Du niveau le plus simple au plus exigeant
Les toits des services techniques présentent des inclinaisons allant de 2 à 16 degrés, donc du toit plat au toit en pente. Quel est le toit le plus facile pour installer des modules photovoltaïques? Le toit plat? Non, pas du tout. Jonas Zumsteg, le responsable de projet de Solstis, explique qu’il est beaucoup plus facile d’équiper les toits en pente.
En effet, «sur un toit plat, il faut créer artificiellement une inclinaison pour les modules en installant une sous-structure. Un toit en pente présente déjà naturellement cette inclinaison.» Pour le projet Frutiger, il a fallu poser 2800 blocs de béton carrés de 21 kilogrammes chacun. Cela représente un poids total de près de 59 tonnes, ce qui n’est pas rien.
Viennent s’y ajouter les modules solaires, qui pèsent également 21 kilogrammes chacun. Rien que sur le toit le plus grand, on dénombre 1796 modules.

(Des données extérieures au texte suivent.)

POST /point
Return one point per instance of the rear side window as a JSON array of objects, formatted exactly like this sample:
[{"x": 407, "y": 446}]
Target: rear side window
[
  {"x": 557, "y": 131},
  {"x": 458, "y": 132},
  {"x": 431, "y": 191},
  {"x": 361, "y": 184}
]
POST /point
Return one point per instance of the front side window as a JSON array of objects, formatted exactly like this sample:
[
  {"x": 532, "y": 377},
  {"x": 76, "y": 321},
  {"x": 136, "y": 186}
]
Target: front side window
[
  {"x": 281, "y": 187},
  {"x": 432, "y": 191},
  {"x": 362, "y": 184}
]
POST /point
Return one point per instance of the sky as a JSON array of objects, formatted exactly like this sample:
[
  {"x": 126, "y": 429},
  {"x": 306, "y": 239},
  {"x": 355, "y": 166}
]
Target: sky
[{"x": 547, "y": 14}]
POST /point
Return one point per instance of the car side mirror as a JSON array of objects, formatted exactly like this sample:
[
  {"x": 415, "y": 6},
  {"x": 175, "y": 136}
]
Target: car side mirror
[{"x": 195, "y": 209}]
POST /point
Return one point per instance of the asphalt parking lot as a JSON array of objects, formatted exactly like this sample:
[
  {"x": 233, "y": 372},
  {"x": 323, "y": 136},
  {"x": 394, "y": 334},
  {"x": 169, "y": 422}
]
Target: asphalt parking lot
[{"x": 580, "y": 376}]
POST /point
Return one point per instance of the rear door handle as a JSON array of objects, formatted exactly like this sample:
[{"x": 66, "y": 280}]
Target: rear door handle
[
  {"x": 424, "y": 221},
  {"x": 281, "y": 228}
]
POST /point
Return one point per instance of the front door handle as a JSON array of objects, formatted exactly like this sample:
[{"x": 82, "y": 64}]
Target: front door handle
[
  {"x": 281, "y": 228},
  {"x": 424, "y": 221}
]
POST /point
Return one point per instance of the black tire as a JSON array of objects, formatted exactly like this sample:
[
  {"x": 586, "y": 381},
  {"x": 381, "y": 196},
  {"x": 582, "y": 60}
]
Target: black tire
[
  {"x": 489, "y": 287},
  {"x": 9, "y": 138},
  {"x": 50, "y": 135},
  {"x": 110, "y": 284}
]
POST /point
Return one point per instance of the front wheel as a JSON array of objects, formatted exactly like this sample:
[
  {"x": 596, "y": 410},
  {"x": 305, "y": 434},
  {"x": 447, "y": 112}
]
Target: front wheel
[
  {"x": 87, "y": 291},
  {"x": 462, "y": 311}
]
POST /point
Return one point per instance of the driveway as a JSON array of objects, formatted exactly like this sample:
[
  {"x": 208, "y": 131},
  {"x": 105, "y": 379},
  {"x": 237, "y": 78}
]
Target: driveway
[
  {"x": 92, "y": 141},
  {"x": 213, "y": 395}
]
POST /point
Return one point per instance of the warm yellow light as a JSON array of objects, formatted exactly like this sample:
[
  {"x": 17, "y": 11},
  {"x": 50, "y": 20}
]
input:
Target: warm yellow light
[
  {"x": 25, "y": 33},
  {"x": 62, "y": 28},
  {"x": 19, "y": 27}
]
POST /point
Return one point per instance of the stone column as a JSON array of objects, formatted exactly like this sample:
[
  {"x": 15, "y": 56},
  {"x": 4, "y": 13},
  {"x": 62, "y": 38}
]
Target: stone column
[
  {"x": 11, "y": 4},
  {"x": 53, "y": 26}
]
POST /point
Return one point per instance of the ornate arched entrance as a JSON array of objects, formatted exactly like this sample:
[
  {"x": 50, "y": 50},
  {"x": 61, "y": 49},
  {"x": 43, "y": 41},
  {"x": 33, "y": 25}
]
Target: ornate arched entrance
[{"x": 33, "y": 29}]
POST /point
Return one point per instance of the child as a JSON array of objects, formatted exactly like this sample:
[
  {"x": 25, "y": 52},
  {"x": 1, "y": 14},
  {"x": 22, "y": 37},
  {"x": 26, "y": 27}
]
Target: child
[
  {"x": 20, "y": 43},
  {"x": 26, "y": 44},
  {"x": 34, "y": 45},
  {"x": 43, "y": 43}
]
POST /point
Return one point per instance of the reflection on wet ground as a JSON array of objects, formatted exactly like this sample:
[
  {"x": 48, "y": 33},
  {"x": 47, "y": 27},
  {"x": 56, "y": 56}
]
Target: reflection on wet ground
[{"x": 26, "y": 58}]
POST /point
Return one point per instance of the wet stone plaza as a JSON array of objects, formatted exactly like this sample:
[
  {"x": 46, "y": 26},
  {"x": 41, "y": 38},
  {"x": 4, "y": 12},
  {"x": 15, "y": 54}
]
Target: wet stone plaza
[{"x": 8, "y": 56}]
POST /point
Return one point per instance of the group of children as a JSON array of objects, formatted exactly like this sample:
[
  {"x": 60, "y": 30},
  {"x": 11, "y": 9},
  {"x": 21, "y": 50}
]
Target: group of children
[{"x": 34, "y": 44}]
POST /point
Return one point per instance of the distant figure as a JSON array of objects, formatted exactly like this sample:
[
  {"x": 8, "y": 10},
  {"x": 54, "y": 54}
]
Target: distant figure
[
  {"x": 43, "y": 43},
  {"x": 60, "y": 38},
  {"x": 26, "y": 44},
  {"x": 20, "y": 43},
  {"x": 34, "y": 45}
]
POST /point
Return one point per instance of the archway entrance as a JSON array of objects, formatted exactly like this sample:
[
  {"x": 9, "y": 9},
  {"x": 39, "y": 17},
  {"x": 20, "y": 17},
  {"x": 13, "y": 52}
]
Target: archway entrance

Poids total: 37,7 tonnes. Plus de 4000 modules sont répartis sur l’ensemble des toits. Une fois raccordés, ils fourniront au total 1,8 mégawatt d’énergie.
Du courant même par temps nuageux
À quel point les modules sont-ils sensibles à la météo? Produisent-ils également du courant lorsqu’il pleut? «C’est surtout la couverture nuageuse qui a un impact sur la production» explique Jonas. «Lorsque le soleil brille à nouveau, les modules sèchent rapidement et produisent du courant.» Même en cas de bruine légère, dans le jargon, on parle de rayonnement diffus, la puissance s’élève encore à environ 10 à 20%.
En outre, l’installation est protégée par la classe de résistance à la grêle 3. Qu’est-ce que cela signifie? Pour le niveau 1, on parle de grêlons de la taille d’un petit pois, pour le niveau 2, ils sont de la taille d’une noisette, pour le niveau 3, de la taille d’une noix et pour le niveau 4, de la taille d’une balle de golf. L’installation de Frutiger AG est donc parée pour des intempéries assez violentes.